Production will always need to be directed. I'd imagine it's not very efficient for everyone to have an equal say in every aspect of every step of production. Sure, farming apples is one thing but software development and space travel are some examples of things where "industrial democracy" could hinder production or even be dangerous. I'm certainly not going so far as to say that industrial democracy is immoral or coercive, only that it may not be the best system from an efficiency perspective for every type of production - and efficiency is what the market strives for.
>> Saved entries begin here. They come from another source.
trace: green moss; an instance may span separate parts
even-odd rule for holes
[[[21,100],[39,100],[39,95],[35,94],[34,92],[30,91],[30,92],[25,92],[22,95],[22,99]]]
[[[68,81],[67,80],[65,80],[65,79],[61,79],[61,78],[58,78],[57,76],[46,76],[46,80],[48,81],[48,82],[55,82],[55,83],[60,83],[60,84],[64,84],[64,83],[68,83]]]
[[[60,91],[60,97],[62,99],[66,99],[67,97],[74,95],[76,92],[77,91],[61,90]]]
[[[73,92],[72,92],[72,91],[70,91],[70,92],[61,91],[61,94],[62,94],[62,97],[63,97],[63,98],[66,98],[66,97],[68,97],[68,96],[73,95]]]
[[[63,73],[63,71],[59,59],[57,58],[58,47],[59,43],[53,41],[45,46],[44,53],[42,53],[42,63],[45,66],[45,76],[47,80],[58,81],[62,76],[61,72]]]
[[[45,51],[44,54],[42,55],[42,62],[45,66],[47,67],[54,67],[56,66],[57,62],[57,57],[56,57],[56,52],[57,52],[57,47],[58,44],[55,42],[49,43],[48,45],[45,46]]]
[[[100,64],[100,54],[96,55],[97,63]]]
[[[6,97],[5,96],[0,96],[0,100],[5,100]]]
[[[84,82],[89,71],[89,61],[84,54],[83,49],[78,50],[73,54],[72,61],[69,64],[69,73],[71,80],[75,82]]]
Another thought from your previous entry: mutualists consider rent and usury coercive. If I understand what you were saying, the important nature of shelter and the fact that you could be kicked out of your shelter for not paying rent, is what makes rent (and property ownership) tyrannical and aggressive. Then is the farmer producing food - something arguably more vital than shelter - being tyrannical for demanding fair payment for his labor instead of giving the food away to those who are hungry? This seems to be the approach to shelter, and I am curious why it doesn't extend to other areas of production vital to human life.

mike cannell said...

1. This brings me to the notion of legitimate and illegitimate authority. Anarchists are only against illegitimate authority. A legitimate authority is someone who is an expert on a certain thing. He can advise you, tell you how you should do something, but he has no right to force you do things his way or to follow his plan. An Illegitimate authority forces you to do things his way, usually through higher rank. I don’t think parents necessarily have to constitute an illegitimate authority. Personally I think society’s ills are bred by the system itself. The pattern of the family follows the attitudes of the society in which it exists. Look at the difference between today’s families and that of the 19th century, for example. The rich allocated the care of their children to servants, whereas a large number of children worked in factories. Very different family structure there. The structure of the family is largely formed by cultural and social constraints. If the society radically altered in the way it would through the shift to anarchy, the family structure would be affected. The attitudes to how you look after a baby, for example have shifted over small periods of time. The structure of the family is often dictated by work. The hours either parent works, who actually works etc. Largely I think that if you change the societal structure and values, eventually the family will alter. You say yourself that it doesn’t have to be coercive. In a society where everyone was aware of the fact that society does not have to be coercive, they all would know this and act accordingly.
2. Being directed is fine as long as it is through legitimate authority. Sure everyone would have an equal say, but those with more knowledge could advise those with less. Direction without rank or coercion. Without some form of democratic interplay it would dissolve into hierarchical tyranny. The free sharing of ideas and the feeling of equality that creates would make the workers happier and therefore more efficient.
3. When it comes to this you are half-right in why we oppose it. Rent and the non-Proudhonian private property exert illegitimate authority over the tenants because the landlord is essentially exploiting the tenant not only by taking part of the profit of their labours, but he doesn’t even truly own the property he is renting. He isn’t occupying it. They are. Which means the tenant owns the property and he has no right to tax them (which in many ways is what rent is). The farmer is not at all exploiting others through asking for fair payment for his labour. He is merely profiting from his work. The whole reason the farmer creates produce would be to exchange it on the free market in the first place. This enriches the community itself. All the necessary requirements for the survival and sustenance of the community are spread around in this way. There would be no inequality of wealth.